Posted on Mar 18 2019 - 5:50am by Liam Nieman

On a journey to Mexico’s Oaxacan coast, Luisa, the young narrator of Chloe Aridjis’s “Sea Monsters,” puzzles over the French poet Charles Baudelaire’s “Un Voyage à Cythère.” By the end of the novel, with hundreds of miles of travel now behind her, Luisa thinks she has cracked the poem.

Luisa concludes that Baudelaire seems to say that “to imagine travel is probably better than actually traveling since no journey can ever satisfy human desire; as soon as one sets out, fantasies get tangled in the rigging and dark birds of doubt begin their circling overhead.”

Photo courtesy: Amazon

What Baudelaire and Aridjis are getting at is the truth of Luisa’s — and, perhaps, all young people’s — journeys. Luisa sets out for escape, anonymity and adventure, but the places and people she runs from get in the way.

Set in Mexico in the 1980s, “Sea Monsters” opens with 17-year-old Luisa wandering on the beach in Zipolite “in search of digressions.” A few pages later she divulges that she is “here with Tomás, a boy I hardly knew, in search of a troupe of Ukrainian dwarfs,” although we still don’t know much about how she got here.
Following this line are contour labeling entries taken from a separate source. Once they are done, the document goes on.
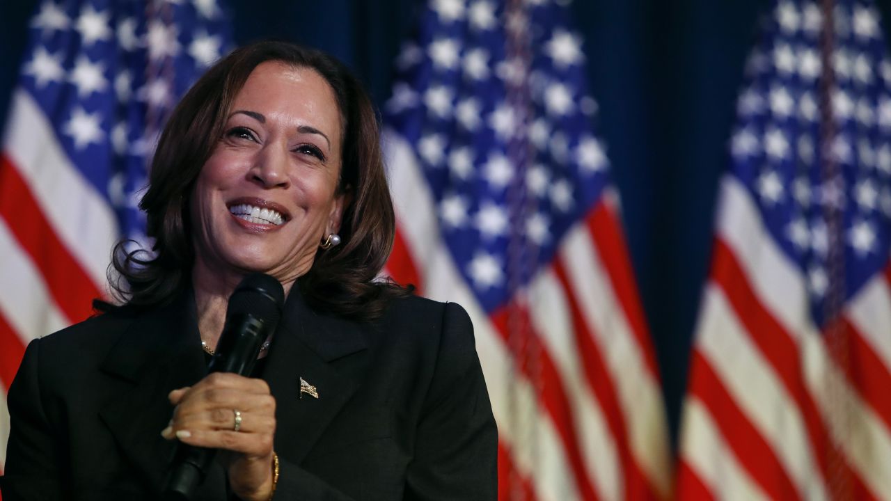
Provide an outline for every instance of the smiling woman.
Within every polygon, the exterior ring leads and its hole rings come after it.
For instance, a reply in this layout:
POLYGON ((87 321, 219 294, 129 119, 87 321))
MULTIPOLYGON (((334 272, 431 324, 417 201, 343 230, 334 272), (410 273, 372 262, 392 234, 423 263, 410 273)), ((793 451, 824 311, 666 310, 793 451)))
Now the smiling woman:
POLYGON ((262 42, 213 67, 158 145, 152 252, 115 248, 122 304, 29 345, 4 499, 157 499, 176 442, 225 453, 195 499, 494 499, 467 313, 376 280, 395 231, 379 140, 326 54, 262 42), (256 272, 282 320, 251 377, 208 375, 256 272))

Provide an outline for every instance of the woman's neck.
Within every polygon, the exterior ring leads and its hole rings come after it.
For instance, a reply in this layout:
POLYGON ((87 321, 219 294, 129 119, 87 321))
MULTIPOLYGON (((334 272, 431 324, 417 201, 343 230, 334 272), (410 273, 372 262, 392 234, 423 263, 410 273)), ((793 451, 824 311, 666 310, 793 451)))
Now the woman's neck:
MULTIPOLYGON (((192 283, 195 292, 195 307, 198 312, 198 331, 201 341, 211 349, 223 333, 225 324, 229 296, 244 278, 245 274, 213 272, 200 259, 196 259, 192 271, 192 283)), ((293 282, 282 283, 287 298, 293 282)))

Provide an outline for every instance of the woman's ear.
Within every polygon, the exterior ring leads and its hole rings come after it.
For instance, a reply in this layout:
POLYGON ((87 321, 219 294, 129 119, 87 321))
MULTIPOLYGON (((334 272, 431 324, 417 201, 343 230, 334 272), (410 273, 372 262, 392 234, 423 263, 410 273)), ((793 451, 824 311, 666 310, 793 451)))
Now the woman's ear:
POLYGON ((334 195, 334 205, 331 206, 331 211, 328 215, 328 231, 329 233, 339 233, 340 231, 340 222, 343 220, 343 213, 347 210, 347 208, 353 203, 353 187, 350 185, 346 186, 339 193, 334 195))

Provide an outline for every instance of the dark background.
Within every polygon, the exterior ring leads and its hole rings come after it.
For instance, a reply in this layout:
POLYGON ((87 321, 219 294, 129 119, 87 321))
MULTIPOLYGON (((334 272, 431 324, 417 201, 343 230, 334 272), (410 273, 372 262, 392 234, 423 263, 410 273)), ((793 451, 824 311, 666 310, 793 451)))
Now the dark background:
MULTIPOLYGON (((235 40, 268 37, 334 53, 379 106, 424 0, 221 0, 235 40)), ((36 0, 0 1, 0 122, 36 0)), ((891 0, 879 3, 883 19, 891 0)), ((622 197, 632 260, 676 436, 717 181, 746 56, 769 0, 576 0, 587 71, 622 197)), ((885 25, 887 39, 887 25, 885 25)))

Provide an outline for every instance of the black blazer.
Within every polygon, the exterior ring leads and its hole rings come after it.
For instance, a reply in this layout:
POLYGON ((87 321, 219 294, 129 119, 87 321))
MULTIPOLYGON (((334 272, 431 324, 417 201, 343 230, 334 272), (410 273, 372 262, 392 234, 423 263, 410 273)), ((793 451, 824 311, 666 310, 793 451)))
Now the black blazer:
MULTIPOLYGON (((193 295, 33 341, 8 396, 4 501, 155 499, 174 441, 167 394, 202 378, 193 295)), ((263 373, 276 400, 275 499, 495 499, 495 419, 454 303, 396 300, 380 320, 317 313, 295 287, 263 373), (300 393, 300 378, 318 398, 300 393)), ((200 499, 226 499, 218 464, 200 499)))

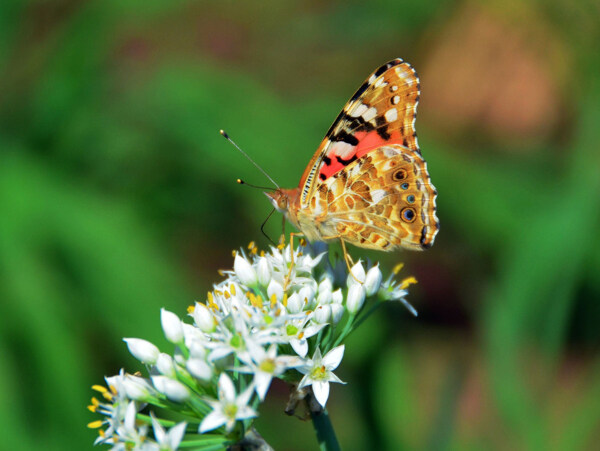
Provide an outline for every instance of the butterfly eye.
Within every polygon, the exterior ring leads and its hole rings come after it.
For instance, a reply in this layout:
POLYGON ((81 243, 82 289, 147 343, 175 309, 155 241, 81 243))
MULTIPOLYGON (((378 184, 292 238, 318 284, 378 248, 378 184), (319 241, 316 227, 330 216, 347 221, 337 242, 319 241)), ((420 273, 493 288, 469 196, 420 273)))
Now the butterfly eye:
POLYGON ((405 208, 400 215, 406 222, 413 222, 415 220, 415 211, 412 208, 405 208))
POLYGON ((406 178, 406 171, 404 169, 398 169, 394 172, 394 180, 404 180, 406 178))

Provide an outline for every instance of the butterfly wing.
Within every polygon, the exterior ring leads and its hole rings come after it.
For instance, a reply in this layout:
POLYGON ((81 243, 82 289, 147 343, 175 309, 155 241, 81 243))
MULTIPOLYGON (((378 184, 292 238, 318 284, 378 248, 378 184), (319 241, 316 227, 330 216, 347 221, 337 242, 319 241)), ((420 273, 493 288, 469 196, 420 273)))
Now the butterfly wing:
POLYGON ((397 58, 379 67, 358 88, 333 122, 300 179, 306 206, 325 180, 373 149, 401 144, 420 154, 415 132, 419 78, 397 58))
POLYGON ((339 114, 300 182, 301 228, 360 247, 425 249, 439 230, 415 131, 419 78, 401 59, 377 69, 339 114))
POLYGON ((422 250, 433 244, 439 230, 435 196, 425 160, 392 144, 326 179, 311 197, 308 211, 317 213, 313 220, 323 237, 384 251, 422 250))

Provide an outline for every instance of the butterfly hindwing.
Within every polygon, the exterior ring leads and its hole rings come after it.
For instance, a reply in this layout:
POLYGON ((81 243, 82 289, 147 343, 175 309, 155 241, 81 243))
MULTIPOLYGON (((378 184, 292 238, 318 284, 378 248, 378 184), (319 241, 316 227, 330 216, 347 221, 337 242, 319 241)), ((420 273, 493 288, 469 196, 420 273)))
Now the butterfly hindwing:
POLYGON ((393 144, 325 180, 310 203, 327 212, 325 234, 365 248, 421 250, 439 229, 435 196, 420 154, 393 144))
POLYGON ((318 186, 373 149, 401 144, 420 153, 414 122, 419 78, 397 58, 378 68, 340 112, 300 181, 306 205, 318 186))

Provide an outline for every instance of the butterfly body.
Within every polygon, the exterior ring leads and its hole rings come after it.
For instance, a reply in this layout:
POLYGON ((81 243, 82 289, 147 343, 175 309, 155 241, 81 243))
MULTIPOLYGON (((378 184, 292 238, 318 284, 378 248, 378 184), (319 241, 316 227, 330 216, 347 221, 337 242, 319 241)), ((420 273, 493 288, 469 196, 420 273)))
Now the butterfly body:
POLYGON ((390 251, 430 247, 437 192, 417 144, 419 79, 401 59, 377 69, 335 120, 297 188, 266 193, 310 241, 390 251))

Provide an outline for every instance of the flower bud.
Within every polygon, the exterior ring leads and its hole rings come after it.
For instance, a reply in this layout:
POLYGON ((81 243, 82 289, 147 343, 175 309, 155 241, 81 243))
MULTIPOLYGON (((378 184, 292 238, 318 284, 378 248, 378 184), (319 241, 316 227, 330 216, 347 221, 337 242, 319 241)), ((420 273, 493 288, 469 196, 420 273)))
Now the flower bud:
POLYGON ((183 327, 181 327, 181 320, 175 313, 164 308, 160 309, 160 322, 167 340, 175 344, 183 341, 183 327))
POLYGON ((302 301, 302 299, 300 299, 298 293, 294 293, 288 298, 287 311, 289 313, 300 313, 302 311, 303 306, 304 302, 302 301))
POLYGON ((137 376, 126 375, 122 380, 122 387, 129 399, 143 401, 152 395, 153 388, 148 382, 137 376))
POLYGON ((317 324, 325 324, 329 322, 331 318, 331 307, 329 305, 319 305, 315 309, 313 320, 317 324))
POLYGON ((203 359, 189 359, 186 363, 186 368, 196 379, 209 381, 212 377, 212 368, 203 359))
POLYGON ((123 341, 127 343, 131 355, 140 362, 148 365, 156 363, 160 351, 152 343, 141 338, 123 338, 123 341))
POLYGON ((298 296, 300 297, 304 308, 310 308, 315 298, 315 290, 308 285, 304 285, 300 288, 300 291, 298 291, 298 296))
POLYGON ((277 282, 275 279, 269 282, 269 286, 267 287, 267 294, 269 295, 269 299, 271 296, 275 295, 278 301, 283 299, 283 286, 277 282))
POLYGON ((201 302, 196 302, 192 316, 196 326, 204 333, 209 334, 214 332, 217 327, 213 314, 209 308, 201 302))
POLYGON ((329 305, 329 308, 331 309, 331 322, 333 324, 339 323, 344 314, 344 306, 342 304, 333 303, 329 305))
POLYGON ((365 282, 365 268, 363 268, 360 260, 356 262, 350 271, 352 274, 348 274, 348 279, 346 281, 348 286, 365 282))
POLYGON ((342 293, 342 289, 338 288, 333 293, 331 293, 331 303, 332 304, 341 304, 344 301, 344 294, 342 293))
POLYGON ((365 287, 354 283, 348 289, 348 298, 346 299, 346 308, 352 314, 360 310, 365 302, 365 287))
POLYGON ((166 376, 152 376, 152 384, 173 402, 185 402, 190 398, 190 391, 185 385, 166 376))
POLYGON ((267 286, 269 280, 271 280, 271 275, 273 273, 273 267, 269 260, 265 257, 260 257, 258 260, 258 266, 256 270, 256 276, 258 278, 258 283, 262 286, 267 286))
POLYGON ((156 369, 163 376, 175 377, 175 364, 169 354, 161 352, 156 359, 156 369))
POLYGON ((235 254, 235 260, 233 261, 233 270, 235 275, 240 279, 244 285, 251 287, 256 285, 257 277, 256 271, 252 265, 244 257, 241 257, 239 253, 235 254))
POLYGON ((382 277, 379 264, 367 271, 367 277, 365 278, 365 290, 367 291, 367 296, 373 296, 379 291, 382 277))

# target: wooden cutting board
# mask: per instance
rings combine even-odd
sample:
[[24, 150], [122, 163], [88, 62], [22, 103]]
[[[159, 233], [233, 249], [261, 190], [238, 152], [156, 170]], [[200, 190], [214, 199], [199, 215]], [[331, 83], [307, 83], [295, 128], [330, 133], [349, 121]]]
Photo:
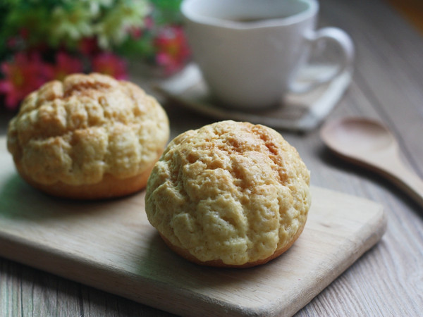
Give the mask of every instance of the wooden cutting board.
[[0, 256], [180, 315], [292, 315], [386, 228], [380, 205], [313, 187], [307, 223], [290, 250], [255, 268], [206, 268], [163, 243], [143, 192], [102, 202], [45, 196], [16, 174], [4, 138], [0, 166]]

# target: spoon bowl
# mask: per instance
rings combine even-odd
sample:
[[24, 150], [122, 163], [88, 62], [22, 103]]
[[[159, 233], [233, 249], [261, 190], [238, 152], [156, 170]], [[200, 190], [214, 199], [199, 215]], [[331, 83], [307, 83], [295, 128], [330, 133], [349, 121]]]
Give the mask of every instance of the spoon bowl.
[[334, 153], [379, 173], [423, 206], [423, 181], [402, 162], [398, 142], [385, 125], [364, 118], [344, 118], [325, 123], [320, 136]]

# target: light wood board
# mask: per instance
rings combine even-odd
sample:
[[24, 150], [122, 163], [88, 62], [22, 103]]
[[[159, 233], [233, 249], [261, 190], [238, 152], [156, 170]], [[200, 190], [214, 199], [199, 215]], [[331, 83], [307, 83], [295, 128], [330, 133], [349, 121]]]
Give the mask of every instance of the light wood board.
[[270, 263], [211, 268], [171, 251], [144, 192], [102, 202], [51, 198], [16, 174], [0, 139], [0, 256], [185, 316], [295, 313], [382, 237], [374, 202], [316, 187], [303, 233]]

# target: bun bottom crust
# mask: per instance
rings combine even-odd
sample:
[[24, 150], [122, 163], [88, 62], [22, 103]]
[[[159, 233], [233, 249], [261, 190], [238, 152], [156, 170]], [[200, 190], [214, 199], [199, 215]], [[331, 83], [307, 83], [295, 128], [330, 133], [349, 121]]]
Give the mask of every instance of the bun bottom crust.
[[95, 200], [127, 196], [145, 187], [155, 162], [141, 174], [128, 178], [118, 178], [111, 175], [104, 175], [101, 182], [95, 184], [70, 185], [61, 182], [41, 184], [34, 181], [16, 164], [18, 172], [33, 187], [51, 196], [60, 198]]
[[293, 237], [291, 240], [282, 249], [279, 249], [275, 251], [275, 252], [271, 254], [270, 256], [268, 256], [265, 259], [255, 261], [253, 262], [247, 262], [244, 264], [226, 264], [223, 263], [221, 259], [217, 260], [211, 260], [202, 261], [197, 259], [192, 254], [190, 253], [190, 251], [185, 249], [183, 249], [180, 247], [177, 247], [173, 245], [166, 237], [164, 237], [161, 233], [159, 232], [161, 239], [164, 241], [164, 242], [167, 244], [167, 246], [175, 253], [185, 259], [186, 260], [195, 263], [196, 264], [205, 266], [213, 266], [216, 268], [252, 268], [253, 266], [259, 266], [262, 264], [265, 264], [271, 260], [277, 258], [283, 253], [286, 251], [289, 248], [291, 247], [293, 244], [298, 239], [298, 237], [302, 232], [304, 230], [304, 226], [305, 225], [305, 223], [302, 224], [301, 228], [298, 229], [297, 233]]

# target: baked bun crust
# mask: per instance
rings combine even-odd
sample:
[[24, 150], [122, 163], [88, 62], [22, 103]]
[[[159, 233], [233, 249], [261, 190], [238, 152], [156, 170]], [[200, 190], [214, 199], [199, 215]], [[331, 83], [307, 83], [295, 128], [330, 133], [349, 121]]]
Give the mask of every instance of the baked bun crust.
[[7, 146], [35, 187], [97, 199], [144, 188], [168, 136], [164, 110], [137, 85], [74, 74], [26, 97], [9, 123]]
[[145, 197], [149, 221], [176, 253], [212, 266], [263, 264], [301, 234], [309, 172], [275, 130], [231, 120], [173, 139]]

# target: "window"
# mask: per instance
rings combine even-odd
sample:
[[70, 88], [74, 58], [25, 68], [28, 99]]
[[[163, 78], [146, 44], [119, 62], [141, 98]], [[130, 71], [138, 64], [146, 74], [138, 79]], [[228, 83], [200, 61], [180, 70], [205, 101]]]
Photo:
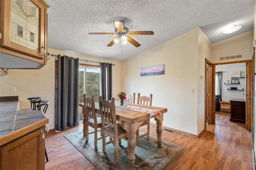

The narrative then jumps back to Luisa’s life in Mexico City. She lives with her family and goes to high school in the middle-class neighborhood of Roma, though she begins to slip, led by Tomás, into unfamiliar parts of the city — wrestling matches, nightclubs, the house where Beat Generation author William Burroughs murdered his second wife.

Then, after reading a newspaper story about the Ukrainian dwarfs, Luisa convinces Tomás to take a bus with her across the country in search of these mysterious circus runaways. From there, the novel becomes a repetitive cycle of Luisa’s days, spent wandering the beach, and nights, spent mingling with a mysterious “merman” at a local bar.

Throughout the novel, we learn far more through Luisa’s narration than we do about the facts of her life. For instance, we discover that Luisa is fascinated by human activity, picking up on a daily schedule of life that coincides with nature.

“In Oaxaca,” Luisa notices, “dusk was announced not by the tamalero, nor by the cobalt blue ceding to molten orange, but by the coral man, who would come into view just as the sun was departing” to sell necklaces and chunks of coral.  

Moments like that one, which draw on memories and perceptions personal to Luisa, dot the slim novel. Aridjis trusts us as readers to follow along, filling in the gaps and accepting the obscure references to everything from Baudelaire to punk music.

“Sea Monsters” is unconcerned with plot, meandering just as much as its narrator. This is risky — we are breathlessly close to Luisa herself but distant from so many parts of her. But, at the novel’s end, looking back on the expedition with Luisa, we realize a journey can be transformative even when it ends in the same place it began.